# Ghost Shrimp



## Fish Kid 808

Hello there fish forums. I have come to you, yet again, for help. 

Okay, so here is my situation. I am on vacation in the wonderful state of Oregon. And I will be heading back to Hawaii in a week. I was looking around at Pet Co. and found a tank full of Ghost Shrimp. They are, what I'd guess, pretty cheap for only 49 cents each. And on my side of the island at home, I cannot find ghost shrimp for sale. So I was wondering, if I could buy some jars, fill them with dechlorinated water, and place one shrimp in each jar, would the shrimp survive the flight? I would only be able to fill the jars with 3 ounces of water since I would be taking them in my carry-on bag. The total time the shrimp would be in the jars would be probably 14 hours until they could be placed in my tank at home. I wasn't sure if they'd survive the long time in the jars. So what do you think Fish Forums? Could this work or would I just be sending shrimp to their death?


----------



## rjrstrang

My best guess would be no they probably won't survive 3 ounces of water won't hold oxygen for very long. If you have family in Oregon or you know someone there have them properly package them and ship them too yourself overnight


----------



## jlpropst00

I might get kicked off of here for saying this, but at 49cents its worth a try.


----------



## Fishy Freak

I think they will be fine, had 10 come over night delievery, and now can't count how many in my tank.
They wouldn't need much air as they are so tiny.


----------



## Fish Kid 808

rjrstrang said:


> My best guess would be no they probably won't survive 3 ounces of water won't hold oxygen for very long. If you have family in Oregon or you know someone there have them properly package them and ship them too yourself overnight


There really isn't any family here that would have the know how to do that.



jlpropst00 said:


> I might get kicked off of here for saying this, but at 49cents its worth a try.

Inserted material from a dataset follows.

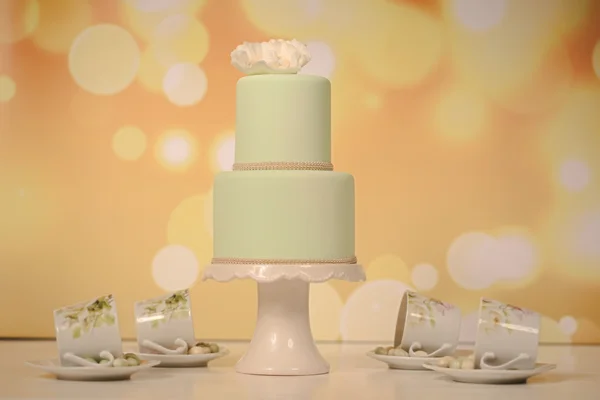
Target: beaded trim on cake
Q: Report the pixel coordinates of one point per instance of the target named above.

I don't think you'll get kicked off for that. People have said worse and your just voicing your opinion. Aha. And is 49 cents that good a deal, I looked online and it said they go for $1 a handful.



Fishy Freak said:


> I think they will be fine, had 10 come over night delievery, and now can't count how many in my tank.
> They wouldn't need much air as they are so tiny.


Did they come with pumps or in jars like mine.


----------



## Fishy Freak

They came in a plastic bag, all 10 together, then in a polystyrene box. I also drove 9 hours with a jar with 2 large cory cats in it just opened it every hour to let air in. They also were fine.


----------



## Fish Kid 808

Fishy Freak said:


> They came in a plastic bag, all 10 together, then in a polystyrene box. I also drove 9 hours with a jar with 2 large cory cats in it just opened it every hour to let air in. They also were fine.


Ah, hm. I'm very tempted to do this but I've decided to not. It would be a little weird explaining why I have 4 jars of shrimp in my carry on. Aha. Plus the jars cost more then the shrimp are worth.


----------



## snyderguy

Yeah they should be fine. It's worth a try.


----------



## Fishy Freak

I'd check on the importation laws before I'd try, a web site prehaps. And just bag them or use takeaway food containers to carry them.


----------



## Corwin

You can try it and some may live but I doubt you will make it without any casualties. Ghost shrimp are sold as feeders 99.9% of the time, which is why they are so cheap. The problem with this is that they are often treated fairly poorly during transport and arive at their stores in bad condition. Because of this when people buy ghosts to keep as pets they are often perplexed or dissapointed by very high mortality rates in the shrimp they bought. In other words even if you lived nearby and could take them straight home to their future tank you would still probably lose anything from 10-90% of what you bought. Dont get me wrong their a great pet and very interesting to watch, but your best bet if you want to keep them would be to buy them online off a site that isnt selling them as feeders, or buy a whole bunch off a site that is selling them as feeders and then replace the ones that die by purchasing more after.


----------



## Corwin

Also arent there fees in the states for taking possibly invasive species like fish across borders into places where they dont normaly exist?


----------



## DigzTheBeatz

I live in Oregon and I have tried to keep these shrimp. My boyfriend found them at Petsmart for $0.33 each and wanted them. They didn't last. The longest lasted about a month. Went into a small and local lfs and found out that the ghost shrimp are brackish water creatures, like mollies. Not freshwater. That is why ours did not do well. Cute, little, hard to see, fascinating creatures. The price is good, but not sure they are worth it. I'm pretty sure some of them were eaten as well. 
I recently just bought a giant blue wood shrimp and love it. Shy, but cool. It's about 2-3". Easy to spot. If you really want shrimp I would recommend finding a freshwater one that costs a little more. Then you can actually see them and enjoy them more.


----------



## Corwin

Theres a LOT of missconceptions around ghost shrimp. This is because there are a plethora of different species whicha are sold under the same names. Some of which are infact brackish, however most are not.


----------



## CalvinKE

you could put them in plastic bags with water and put the bags in some sort of container and put it in your bag (not carry on)


----------



## kris_41

I bought 3 Ghost Shrimp from Petsmart and they lasted about a month and died.


----------